Jacob seemed to sense my discomfort and he laid a heavy hand on my shoulder. "You okay?" he asked.

"Mostly," I said. My mother introduced Carlisle and Esme to Allirea, who was starting to look very uncomfortable with all the attention she'd been forbidden to shed, but she spoke to them politely enough, and then asked me to explain to everyone the situation with Demetri so she wouldn't have to say it aloud again. I obliged. Esme promptly decided that Allirea needed a hug, which Allirea tolerated with surprising grace, although she didn't return it.

"If you can remain in sight, so to speak," Carlisle assured her, "we should be able to protect you if he arrives here."

"Actually," I said, "it would be really convenient if Demetri disappeared sooner rather than later. He doesn't stay in touch with Volterra while he's... looking for... Allirea, and he left less than a week ago and is often gone for two or three weeks at a time. That, and he always spends the entire trip blocked out for Alice because every move he makes is under her shadow. They won't have any way of figuring out that he's dead unless they try having Dwi contact him, and Dwi is a purely voluntary telepath - getting no answer could be interpreted as Demetri just not wanting to be interrupted. Or just not liking telepathic communication - that's why the Denalis were talking to the Volturi by e-mail instead of via Addy borrowing Dwi. There would be a long delay before anyone in Italy knew what had happened if Demetri showed up right here and... and got killed."

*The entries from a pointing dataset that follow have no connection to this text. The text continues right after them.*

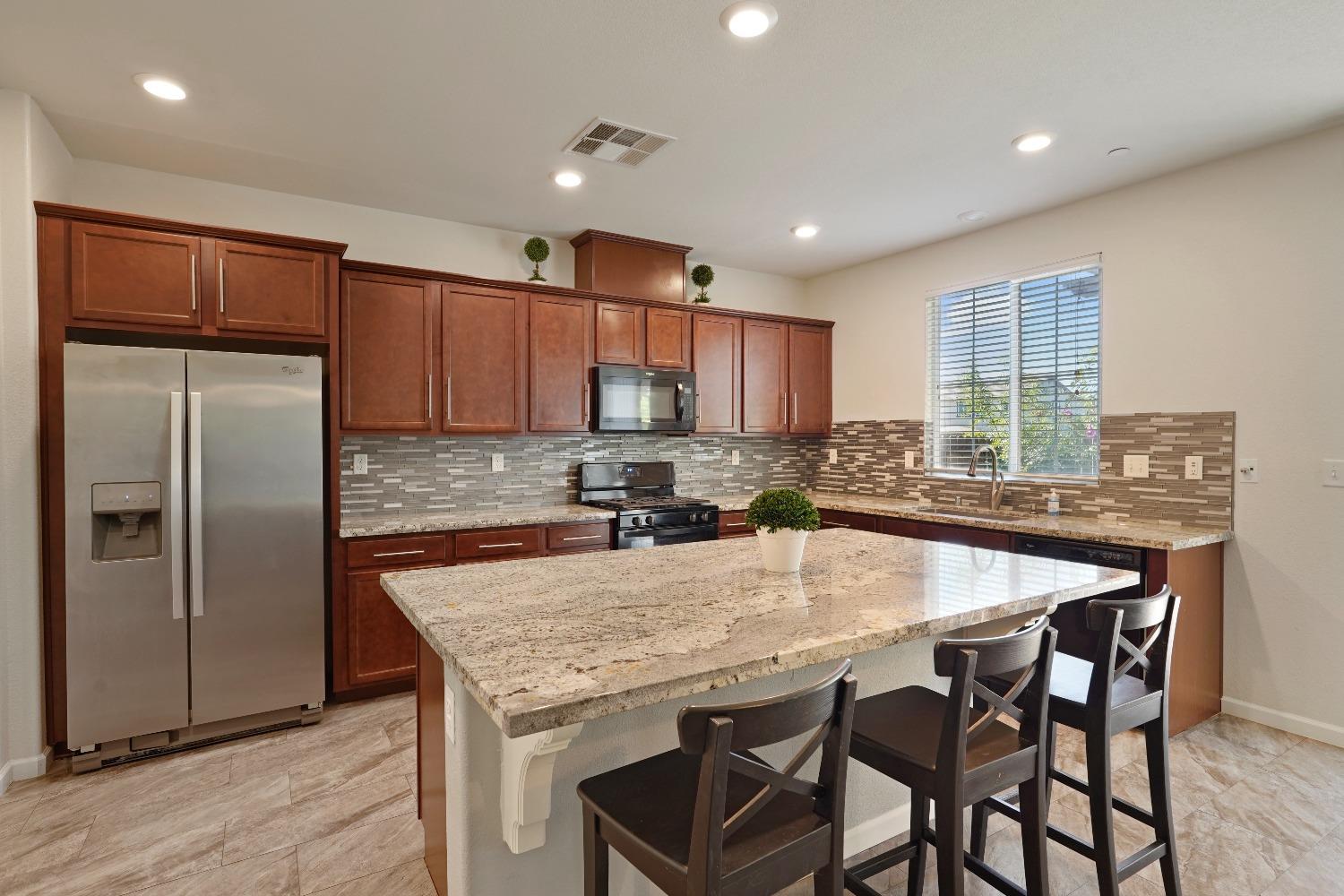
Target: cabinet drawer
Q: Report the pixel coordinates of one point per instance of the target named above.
(497, 543)
(381, 552)
(580, 536)
(847, 520)
(733, 524)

"Can others initiate conversations with Dwi?" Allirea asked. "That was never clear to me."

"No, he has to be listening for a message from a specific person first, they can't just get his attention," I said.

"How good a fighter is Demetri?" Esme said anxiously.

"Good," I said. "But not exceptional. He's practiced but not especially talented. Siobhan could take him out easy. Liam could do it. Kate could too. You and Grandpa and Mama together, maybe, but I'm not sure, and at least one of you would probably be hurt." I left Jake out because I didn't want him dying of a stray vampire bite. All the wolves' advantage was tied up in coordinating with each other so well that vampires had no time to bite anyone, but Jake was alone.

"I require a rest," Allirea murmured, and she ducked around to the other side of the mountain.

"Unfade before yelling if you need help, or anything," my mother said loudly, "so people besides me can notice it."

"Who are you talking to?" I asked her.

"Never mind, Elspeth," she sighed, "it doesn't matter," which seemed true enough, and then she hugged me. She gave Jake an appraising look, as though about to consider thanking him for looking after me the way Esme had the day before. Eventually she said, "I'm glad Elspeth has had someone to rely on through all this." Jake dipped his head politely, but she kept looking at him in a vaguely frustrated way that seemed familiar somehow, although I'd never seen it myself. I pinpointed the look after a moment's thought: this was the look she gave somebody when she wanted my father to read their mind and alert her if anything untoward was going on. They hadn't worked out an actual code around this, but he'd figured it out over time and never been steered wrong by interpreting it that way. I wasn't sure why she was making that face without him present. Maybe realizing he was alive was reactivating old habits.

Jake has been absolutely wonderful to me at all times and there is nothing creepy going on between us at all, I reassured her. Her face relaxed and she turned back to Esme and Carlisle. She insisted on being caught up on what she'd missed in the last five years that I hadn't been able to impart to her when she picked me up.

Carlisle was halfway through an anecdote about Rosalie's ultimately doomed attempt at opening an auto body shop of her own when all three vampires suddenly stood at attention, hearing something I couldn't.

And then, as I abruptly remembered Allirea again, something I could:

A helpless, enraged, desperate shriek that I remembered hearing from the inside a dozen times.